Jack as id, represents the carnal drives in man. He illustrates this through painting his face. By painting his face, Jack suppresses his ego and superego, causing Jack to be capable of acts of violence without having any repercussions. Jack portrays this violence in different ways. First, Jack enjoys hunting because he gets to kill pigs. Often, in Lord of the Flies, Jack is consumed by killing pigs, and desires nothing more. The drive to kill rules his thoughts. In Jacks statement "'We're strong-we hunt! If there's a beast we'll hunt it down. We'll close in and beat and beat and beat-'"(83), he demonstrates his carnal desire to hint and kill. Next, Jack also strove to control others. He would even resort to torture, "'What d' you mean by it, eh?' said the chief (Jack) forcefully 'What d' you mean coming with spears? What d' you mean by not joining my tribe?' The prodding became rhythmic. Sam yelled."(166). The desire to kill is what proves that Jack has an evil nature, and the fact that he came from a civilized society shows that anyone can become like him.
Ralph displayed himself as being ego through his need for acceptance and his leadership. Ralph's need for acceptance is so strong that he would even go as far as to insult an other so all the boys would like him, and see him as fitting in.
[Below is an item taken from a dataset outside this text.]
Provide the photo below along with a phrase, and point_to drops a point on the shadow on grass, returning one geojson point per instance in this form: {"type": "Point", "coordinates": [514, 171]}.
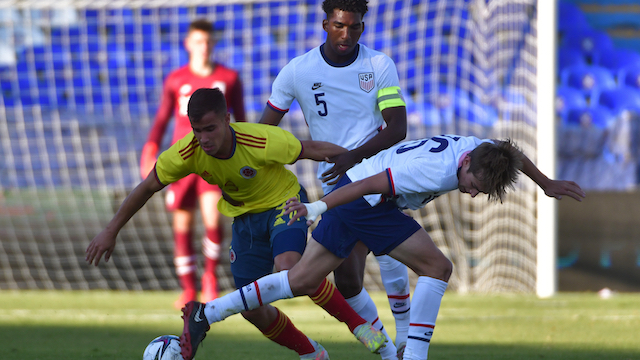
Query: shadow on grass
{"type": "Point", "coordinates": [108, 342]}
An example of this is when Ralph said "'He's not Fatty,' cried Ralph 'his real name's Piggy!'"(20) when he had promised Piggy earlier that he would tell no one else his name is Piggy. Ralph's desire to be one among the crowd made him stoop so low as to insult and hurt another, just so he could look better. When Ralph begins to fall away from the group, he begins to lose all his leadership. Often times Ralph would forget all the important things he would need to remember to become chief, and start to digress to savagery, just so he could be with the group. With Ralph's need for acceptance and loss in leadership power, it is apparent that even he was naturally evil.
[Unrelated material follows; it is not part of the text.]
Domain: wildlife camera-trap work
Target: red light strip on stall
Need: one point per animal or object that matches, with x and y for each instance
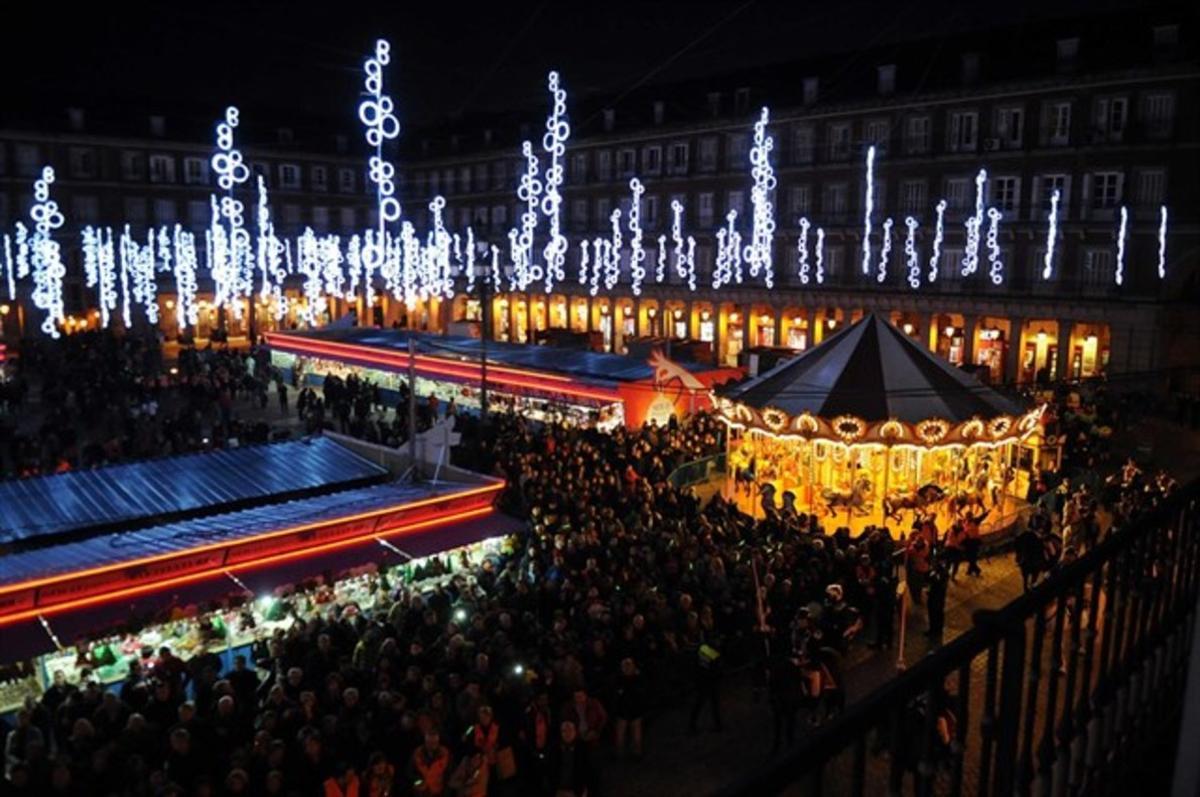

Piggy and Simon were the representations of superego. Piggy's need for rules and Simon's mysticism both suggested that superego was the largest influencing force in their lives. Piggy would often try to set up rules, and other tools of civilization to create order. Without that order, Piggy knew that there would be no hope in there situation. He proved this need for rules with his need to take names, "Piggy moved among the crowd, asking names and frowning to remember them."(17). Different from Piggy, Simon had a strange quality of mysticism about him. He had an understanding about the nature of the beast that no one else had. He illustrated this understanding when he had this vision, "'Fancy thinking the Beast was something that you could hunt and kill!' said the head. For a moment or two the forest and all the other dimly appreciated places echoed with the parody of laughter. 'You knew, didn't you? I'm part of you? Close, close, close! I'm the reason why it's no go? Why things are what they are?'"(130). With Piggy's need for rules and Simon's understanding of the nature of the Beast it is apparent that they both had the capabilities of the same savagery as the other boys.
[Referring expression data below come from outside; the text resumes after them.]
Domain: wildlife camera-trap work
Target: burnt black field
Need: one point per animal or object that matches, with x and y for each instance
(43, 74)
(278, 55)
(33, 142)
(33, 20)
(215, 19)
Through Freud's theory of id, ego, and superego, it is apparent that man does have an underlying evil nature in the novel Lord of the Flies. Jack, Ralph, Piggy, and Simon each display these aspects of man's evil nature, and also prove that if it can happen to
them that it can happen to anyone. Young children are typically thought of as more pure and innocent that those more experienced in the world. If they are capable of such acts, it is sad to think what the rest of the world is capable of.